Re: Session management stuff



Carsten> some of you may have noticed, that the session management
Carsten> stuff has changed slightly some weeks ago.  The main changes
Carsten> are:

Carsten> * The gnome command line options are saved
Carsten>   automatically. This means, that an application, called with
Carsten>   a '--display' command line option, will be restarted with
Carsten>   this option.

I think this is the wrong thing to do.  The --display option is one
that you particularly *do not* want to save.  Saving it means that
your session will require a particular display in order to run.
Instead, sessions should be display-independent.  In general programs
should use the display passed in via the DISPLAY environment variable.
This will let you log out on one machine, log in on another, and see
your same saved session.  I think this capability is very important in
some environments (for instance, university labs).

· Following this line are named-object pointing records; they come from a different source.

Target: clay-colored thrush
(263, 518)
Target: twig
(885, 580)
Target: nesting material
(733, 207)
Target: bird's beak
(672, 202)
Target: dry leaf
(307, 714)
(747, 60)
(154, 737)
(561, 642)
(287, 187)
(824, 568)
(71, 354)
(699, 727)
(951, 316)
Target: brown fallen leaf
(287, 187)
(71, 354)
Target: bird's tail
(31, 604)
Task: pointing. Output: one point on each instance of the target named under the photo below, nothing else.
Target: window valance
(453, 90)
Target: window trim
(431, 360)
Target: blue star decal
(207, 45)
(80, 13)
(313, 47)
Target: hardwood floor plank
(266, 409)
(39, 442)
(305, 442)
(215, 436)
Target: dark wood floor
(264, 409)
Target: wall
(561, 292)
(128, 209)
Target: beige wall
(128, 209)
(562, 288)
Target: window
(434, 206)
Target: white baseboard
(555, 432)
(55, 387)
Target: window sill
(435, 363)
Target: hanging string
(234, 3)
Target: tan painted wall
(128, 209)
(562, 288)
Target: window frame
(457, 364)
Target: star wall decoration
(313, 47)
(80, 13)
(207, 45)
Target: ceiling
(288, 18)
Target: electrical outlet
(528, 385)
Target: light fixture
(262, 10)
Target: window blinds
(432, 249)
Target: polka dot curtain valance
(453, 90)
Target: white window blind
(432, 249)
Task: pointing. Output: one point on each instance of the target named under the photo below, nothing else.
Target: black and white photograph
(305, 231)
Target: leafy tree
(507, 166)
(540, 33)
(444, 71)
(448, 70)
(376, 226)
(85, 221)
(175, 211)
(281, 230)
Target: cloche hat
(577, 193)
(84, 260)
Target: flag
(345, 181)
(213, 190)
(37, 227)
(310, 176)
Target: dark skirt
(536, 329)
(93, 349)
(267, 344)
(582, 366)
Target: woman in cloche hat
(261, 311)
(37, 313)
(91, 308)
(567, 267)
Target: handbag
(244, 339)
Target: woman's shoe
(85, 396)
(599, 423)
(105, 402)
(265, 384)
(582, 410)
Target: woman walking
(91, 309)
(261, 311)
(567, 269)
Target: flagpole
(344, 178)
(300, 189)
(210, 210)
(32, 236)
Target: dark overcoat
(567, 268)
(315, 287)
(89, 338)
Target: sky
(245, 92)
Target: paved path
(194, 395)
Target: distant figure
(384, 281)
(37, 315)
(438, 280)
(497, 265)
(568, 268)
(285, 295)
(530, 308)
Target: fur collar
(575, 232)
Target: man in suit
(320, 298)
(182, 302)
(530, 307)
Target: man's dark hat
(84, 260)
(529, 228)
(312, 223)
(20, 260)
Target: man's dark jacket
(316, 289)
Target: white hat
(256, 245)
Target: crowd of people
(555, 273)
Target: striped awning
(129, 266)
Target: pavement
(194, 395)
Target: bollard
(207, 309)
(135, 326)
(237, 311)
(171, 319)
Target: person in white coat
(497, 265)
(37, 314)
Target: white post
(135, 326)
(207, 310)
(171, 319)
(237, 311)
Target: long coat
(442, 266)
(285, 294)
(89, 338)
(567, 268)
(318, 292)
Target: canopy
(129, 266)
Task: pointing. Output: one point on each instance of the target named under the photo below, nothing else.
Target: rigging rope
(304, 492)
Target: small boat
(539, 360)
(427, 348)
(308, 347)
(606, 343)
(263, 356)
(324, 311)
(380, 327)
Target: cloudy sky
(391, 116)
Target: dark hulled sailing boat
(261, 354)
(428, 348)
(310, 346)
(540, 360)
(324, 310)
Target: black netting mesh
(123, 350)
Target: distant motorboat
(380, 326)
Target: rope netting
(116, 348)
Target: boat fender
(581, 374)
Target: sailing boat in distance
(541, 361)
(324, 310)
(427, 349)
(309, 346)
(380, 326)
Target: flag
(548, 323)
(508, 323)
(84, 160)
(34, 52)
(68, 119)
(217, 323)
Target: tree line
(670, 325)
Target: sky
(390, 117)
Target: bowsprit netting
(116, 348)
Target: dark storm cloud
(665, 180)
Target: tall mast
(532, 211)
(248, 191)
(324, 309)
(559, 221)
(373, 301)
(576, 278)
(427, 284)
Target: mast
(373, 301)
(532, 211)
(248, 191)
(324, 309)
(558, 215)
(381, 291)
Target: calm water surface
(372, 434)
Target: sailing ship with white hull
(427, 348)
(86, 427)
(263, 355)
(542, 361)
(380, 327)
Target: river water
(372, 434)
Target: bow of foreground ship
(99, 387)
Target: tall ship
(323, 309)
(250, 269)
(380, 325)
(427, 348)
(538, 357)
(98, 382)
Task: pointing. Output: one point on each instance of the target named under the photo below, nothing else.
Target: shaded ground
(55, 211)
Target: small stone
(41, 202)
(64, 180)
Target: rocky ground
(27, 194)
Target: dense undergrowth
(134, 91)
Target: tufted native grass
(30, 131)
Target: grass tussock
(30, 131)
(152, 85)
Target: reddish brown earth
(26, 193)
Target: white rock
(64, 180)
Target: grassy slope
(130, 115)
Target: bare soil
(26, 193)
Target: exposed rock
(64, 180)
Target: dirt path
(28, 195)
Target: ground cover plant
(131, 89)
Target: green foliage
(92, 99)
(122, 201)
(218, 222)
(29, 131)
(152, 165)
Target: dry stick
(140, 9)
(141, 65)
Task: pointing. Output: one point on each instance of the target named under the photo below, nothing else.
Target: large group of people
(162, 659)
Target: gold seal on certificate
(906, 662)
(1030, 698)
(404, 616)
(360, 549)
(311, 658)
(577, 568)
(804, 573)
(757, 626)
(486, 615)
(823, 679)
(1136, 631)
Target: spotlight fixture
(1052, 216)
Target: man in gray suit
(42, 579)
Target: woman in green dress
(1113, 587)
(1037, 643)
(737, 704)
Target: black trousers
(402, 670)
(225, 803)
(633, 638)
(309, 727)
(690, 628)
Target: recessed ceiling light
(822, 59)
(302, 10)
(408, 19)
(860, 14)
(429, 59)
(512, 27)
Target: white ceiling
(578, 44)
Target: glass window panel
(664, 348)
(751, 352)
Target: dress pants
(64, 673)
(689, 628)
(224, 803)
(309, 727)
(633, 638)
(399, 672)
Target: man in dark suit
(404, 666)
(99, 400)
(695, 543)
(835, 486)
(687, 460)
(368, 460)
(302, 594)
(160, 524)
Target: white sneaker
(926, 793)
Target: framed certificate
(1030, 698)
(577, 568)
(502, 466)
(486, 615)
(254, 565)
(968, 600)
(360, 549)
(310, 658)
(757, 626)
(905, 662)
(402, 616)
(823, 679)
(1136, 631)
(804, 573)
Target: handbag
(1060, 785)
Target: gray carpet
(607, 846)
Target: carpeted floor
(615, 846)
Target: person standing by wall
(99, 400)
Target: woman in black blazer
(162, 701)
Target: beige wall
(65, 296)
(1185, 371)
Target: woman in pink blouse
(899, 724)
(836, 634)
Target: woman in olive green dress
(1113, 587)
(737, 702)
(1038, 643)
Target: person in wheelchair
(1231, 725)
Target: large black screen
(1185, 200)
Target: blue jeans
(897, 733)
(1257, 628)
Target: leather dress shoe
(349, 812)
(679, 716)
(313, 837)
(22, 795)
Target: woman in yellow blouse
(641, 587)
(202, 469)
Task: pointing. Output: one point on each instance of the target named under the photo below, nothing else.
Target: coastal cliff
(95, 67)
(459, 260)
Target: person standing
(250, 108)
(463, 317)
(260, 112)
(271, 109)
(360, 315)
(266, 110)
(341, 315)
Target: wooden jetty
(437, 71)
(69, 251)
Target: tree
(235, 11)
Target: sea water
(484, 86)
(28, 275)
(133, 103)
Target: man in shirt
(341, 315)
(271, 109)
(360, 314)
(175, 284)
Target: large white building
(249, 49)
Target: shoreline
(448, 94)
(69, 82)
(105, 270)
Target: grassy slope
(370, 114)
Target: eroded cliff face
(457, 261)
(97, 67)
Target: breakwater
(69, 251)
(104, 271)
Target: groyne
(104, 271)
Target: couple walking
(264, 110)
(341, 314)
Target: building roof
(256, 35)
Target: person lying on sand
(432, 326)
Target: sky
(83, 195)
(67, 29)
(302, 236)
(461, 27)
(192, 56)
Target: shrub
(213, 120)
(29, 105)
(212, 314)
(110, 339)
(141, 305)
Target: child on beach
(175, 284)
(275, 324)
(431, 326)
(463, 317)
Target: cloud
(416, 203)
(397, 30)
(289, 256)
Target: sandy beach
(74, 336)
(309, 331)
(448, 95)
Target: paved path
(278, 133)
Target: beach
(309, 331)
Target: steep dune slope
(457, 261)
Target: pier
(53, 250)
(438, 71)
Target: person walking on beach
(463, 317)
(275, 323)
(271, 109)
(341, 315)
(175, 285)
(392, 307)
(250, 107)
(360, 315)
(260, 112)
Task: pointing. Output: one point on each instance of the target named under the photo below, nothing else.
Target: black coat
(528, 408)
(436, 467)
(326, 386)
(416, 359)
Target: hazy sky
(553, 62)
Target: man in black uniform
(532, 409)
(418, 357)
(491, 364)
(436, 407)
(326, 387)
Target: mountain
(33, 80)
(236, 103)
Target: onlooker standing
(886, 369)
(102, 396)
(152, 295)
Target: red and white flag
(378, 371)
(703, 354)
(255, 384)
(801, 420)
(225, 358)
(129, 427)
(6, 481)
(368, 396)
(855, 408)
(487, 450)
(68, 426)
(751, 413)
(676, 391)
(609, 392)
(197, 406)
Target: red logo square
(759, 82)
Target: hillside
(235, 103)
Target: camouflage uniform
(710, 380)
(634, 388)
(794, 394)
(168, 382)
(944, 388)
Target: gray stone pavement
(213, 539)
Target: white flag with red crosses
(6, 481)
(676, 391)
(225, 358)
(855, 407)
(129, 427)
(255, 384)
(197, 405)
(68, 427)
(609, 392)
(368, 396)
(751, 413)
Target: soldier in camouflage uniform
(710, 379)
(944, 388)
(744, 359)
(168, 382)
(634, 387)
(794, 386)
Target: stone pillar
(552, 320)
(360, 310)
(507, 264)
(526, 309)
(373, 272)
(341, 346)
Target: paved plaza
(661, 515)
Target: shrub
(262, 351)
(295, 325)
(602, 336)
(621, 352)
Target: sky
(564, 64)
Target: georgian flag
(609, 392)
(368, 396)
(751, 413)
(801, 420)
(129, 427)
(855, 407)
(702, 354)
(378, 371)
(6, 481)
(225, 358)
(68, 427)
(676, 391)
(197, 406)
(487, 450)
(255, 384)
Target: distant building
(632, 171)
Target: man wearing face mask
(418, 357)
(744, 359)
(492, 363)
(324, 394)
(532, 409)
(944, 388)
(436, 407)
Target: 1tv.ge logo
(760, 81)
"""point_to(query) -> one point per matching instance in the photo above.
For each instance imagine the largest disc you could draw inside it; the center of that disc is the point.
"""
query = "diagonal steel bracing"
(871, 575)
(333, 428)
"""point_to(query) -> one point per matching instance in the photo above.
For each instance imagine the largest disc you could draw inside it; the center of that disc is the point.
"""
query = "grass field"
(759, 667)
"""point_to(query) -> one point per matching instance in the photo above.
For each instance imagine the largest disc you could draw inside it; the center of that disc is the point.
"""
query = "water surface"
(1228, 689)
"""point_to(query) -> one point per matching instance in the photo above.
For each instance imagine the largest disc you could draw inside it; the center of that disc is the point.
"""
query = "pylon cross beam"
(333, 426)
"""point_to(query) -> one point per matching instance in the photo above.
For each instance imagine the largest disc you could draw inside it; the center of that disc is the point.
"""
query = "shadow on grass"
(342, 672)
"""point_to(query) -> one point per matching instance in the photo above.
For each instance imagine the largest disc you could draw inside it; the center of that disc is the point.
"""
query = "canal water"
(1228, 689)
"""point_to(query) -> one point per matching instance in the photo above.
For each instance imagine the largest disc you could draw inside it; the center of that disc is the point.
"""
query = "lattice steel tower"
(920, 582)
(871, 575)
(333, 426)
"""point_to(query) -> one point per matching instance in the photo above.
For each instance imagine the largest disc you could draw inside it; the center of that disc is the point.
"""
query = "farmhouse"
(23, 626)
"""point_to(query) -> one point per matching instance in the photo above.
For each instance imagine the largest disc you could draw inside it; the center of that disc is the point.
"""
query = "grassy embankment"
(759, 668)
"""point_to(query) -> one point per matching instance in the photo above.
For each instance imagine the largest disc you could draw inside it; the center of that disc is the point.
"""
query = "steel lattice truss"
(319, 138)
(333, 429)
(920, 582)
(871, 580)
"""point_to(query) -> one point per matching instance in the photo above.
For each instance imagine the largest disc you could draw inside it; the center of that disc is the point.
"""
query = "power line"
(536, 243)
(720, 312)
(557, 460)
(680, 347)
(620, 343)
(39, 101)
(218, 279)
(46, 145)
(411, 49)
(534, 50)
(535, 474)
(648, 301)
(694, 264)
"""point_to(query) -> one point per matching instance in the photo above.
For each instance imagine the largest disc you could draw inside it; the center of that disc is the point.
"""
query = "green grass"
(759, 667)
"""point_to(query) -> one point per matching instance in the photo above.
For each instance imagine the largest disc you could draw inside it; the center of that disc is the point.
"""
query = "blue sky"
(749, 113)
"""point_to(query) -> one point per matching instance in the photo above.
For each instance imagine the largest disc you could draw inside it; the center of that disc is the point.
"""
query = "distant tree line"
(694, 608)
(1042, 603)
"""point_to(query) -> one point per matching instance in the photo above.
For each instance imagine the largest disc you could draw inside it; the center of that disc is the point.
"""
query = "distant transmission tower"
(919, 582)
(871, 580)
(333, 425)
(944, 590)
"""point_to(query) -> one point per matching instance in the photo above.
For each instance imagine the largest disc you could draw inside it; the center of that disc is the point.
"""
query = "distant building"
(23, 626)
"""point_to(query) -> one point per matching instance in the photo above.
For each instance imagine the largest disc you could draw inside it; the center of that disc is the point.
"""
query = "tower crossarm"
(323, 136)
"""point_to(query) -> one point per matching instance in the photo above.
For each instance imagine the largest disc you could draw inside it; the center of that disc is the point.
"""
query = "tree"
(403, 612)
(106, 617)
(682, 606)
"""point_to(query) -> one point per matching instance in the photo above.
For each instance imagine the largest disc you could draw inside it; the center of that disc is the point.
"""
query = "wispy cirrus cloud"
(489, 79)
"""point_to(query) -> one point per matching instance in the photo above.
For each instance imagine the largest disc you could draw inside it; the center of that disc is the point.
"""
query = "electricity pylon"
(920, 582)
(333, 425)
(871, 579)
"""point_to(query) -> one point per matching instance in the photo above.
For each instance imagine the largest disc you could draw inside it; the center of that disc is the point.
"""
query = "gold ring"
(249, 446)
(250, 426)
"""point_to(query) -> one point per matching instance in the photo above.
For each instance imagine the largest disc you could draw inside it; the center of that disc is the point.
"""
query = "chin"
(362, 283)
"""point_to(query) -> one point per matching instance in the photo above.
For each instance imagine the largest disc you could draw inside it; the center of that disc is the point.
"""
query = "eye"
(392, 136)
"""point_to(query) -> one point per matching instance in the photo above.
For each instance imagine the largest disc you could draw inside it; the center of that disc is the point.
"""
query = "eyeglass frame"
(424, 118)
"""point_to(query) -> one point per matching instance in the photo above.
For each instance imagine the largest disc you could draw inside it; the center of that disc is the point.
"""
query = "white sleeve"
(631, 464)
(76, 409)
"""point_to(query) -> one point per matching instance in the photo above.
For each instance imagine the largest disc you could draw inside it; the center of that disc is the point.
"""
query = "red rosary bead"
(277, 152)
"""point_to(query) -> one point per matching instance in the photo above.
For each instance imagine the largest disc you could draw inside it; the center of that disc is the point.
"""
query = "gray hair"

I think that we should just encourage each program to properly
generate a command-line that will be correct for the current state.
That is, I think we should remove the auto-saving feature.  It's hard
to think of a situation where its use would be correct in all cases.

I've changed gnome-session to set DISPLAY in the environment before
loading any sessions.

Carsten> * Some environment variables are saved automatically
Carsten>   (unfortunately right now gnome-session doesn't store them.
Carsten>   If this will be done, the session management stuff will
Carsten>   support multihead environments without any problems.)

I've changed gnome-session to save and restore the environment.  (I
haven't tested it yet, though.)  The restored environment is first
merged with gnome-sessions' environment before execing the child.

However, gnome-client.c currently saves the DISPLAY environment
variable.  This is the wrong thing to do.  I notice that it also saves
HOME, PATH, and LD_LIBRARY_PATH.  I think all of these are actually
harmful to save.  Suppose the user's home directory changes?  Then his
saved session will be bad.  Suppose he installs a new program and adds
a directory to his PATH?  Oops, the panel in the session won't find
it, because it's PATH value is fixed.

With this in mind, I've removed all the currently-saved environment
variables.  I'll check this in when I check in the other code.